Nous avons souhaité ouvrir une voie nouvelle, adaptée à la violence de la crise vécue par nos concitoyens. Elle est basée sur le volontarisme et la prise en compte de la complexité. Volontarisme parce que l'Etat doit jouer un rôle de régulateur des excès du marché pour garantir à chacun la possibilité de se loger. Complexité parce qu'il est impératif que les enjeux économiques, sociaux, écologiques et au final civiques soient embrassés d'un même mouvement, pour qu'une politique publique du logement soit efficiente.
C'est l'esprit et la lettre du texte qui est ici en discussion.
Le moteur du projet de loi que j'ai l'honneur de vous présenter aujourd'hui se résume en un objectif : favoriser l'accès au logement pour tous. De ce tous, nul ne doit être exclu, et surtout pas les plus précaires frappés de plein fouet par la crise du logement.
Je souhaite, si vous me le permettez, vous citer des mots de l'Abbé Pierre : « Quand la loi est ainsi faite que, pour les travailleurs, avec leur salaire légal, il est impossible d'avoir un logis pour abriter humainement un foyer, un berceau, ce n'est pas d'entreprendre une construction sans permis, c'est la loi qui est illégale ».
La logique qui a largement prévalu ces dernières années, tendait à croire qu'il suffisait pour régler la crise de laisser le marché agir. Funeste illusion que de croire que le laisser faire pouvait offrir des garanties d'accès au logement, d'équité et de cohésion sociale.
Notre projet de loi tire les leçons de l'expérience et propose une autre voie : celle de la détermination et de l'action régulatrice de la puissance publique. Ce faisant, notre texte marque une rupture salutaire et rétablit le logement à sa juste place, c'est-à-dire celle d'un bien de première nécessité.
Pour ce faire, le texte ici défendu concrétise d'abord un engagement du Président de la République, à travers l'encadrement des loyers.
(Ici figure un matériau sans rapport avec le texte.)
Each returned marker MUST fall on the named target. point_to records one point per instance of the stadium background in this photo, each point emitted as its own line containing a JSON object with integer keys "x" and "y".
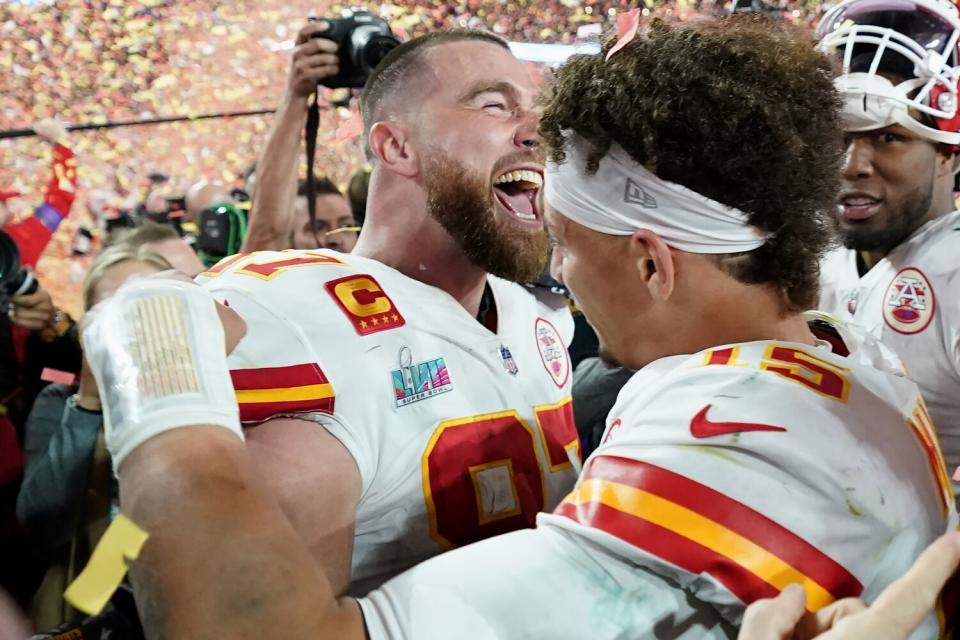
{"x": 99, "y": 61}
Le bon sens, qui n'est le monopole d'aucune formation politique, commande de bien saisir l'urgente nécessité d'une telle démarche. Cette mesure repose avant tout sur un constat unanime. Les loyers ont augmenté, dans certaines zones, deux fois plus vite que l'indice des prix provoquant ainsi un véritable décrochage avec le niveau de revenu. Les locataires du parc locatif privé supportent les taux d'effort les plus élevés. Pour illustrer ce phénomène, il faut noter qu'en 2010, ils dépensaient en moyenne plus de 26% de leurs revenus pour se loger et pour certains jusqu'à 40% ou même 50%. Cette situation n'est pas soutenable. Elle n'est pas acceptable.
A travers le dispositif proposé, nous avons souhaité, avec pragmatisme et réalisme, limiter les excès sans pour autant entrer dans une logique de prix administrés.
L'examen du texte à l'Assemblée nationale et à la Commission des affaires économiques du Sénat ont renforcé notre mécanisme, le rendant à la fois plus lisible et plus efficace, notamment en fixant un seuil au loyer médian minoré.
Pour s'assurer que l'encadrement des loyers profite aux plus modestes nous avons précisé que la fixation des loyers médians de référence s'opérait au niveau des loyers au mètre carré. Vivant dans des logements de plus petite superficie, ce sont en effet les ménages les plus défavorisés qui payent des loyers au m² les plus élevés.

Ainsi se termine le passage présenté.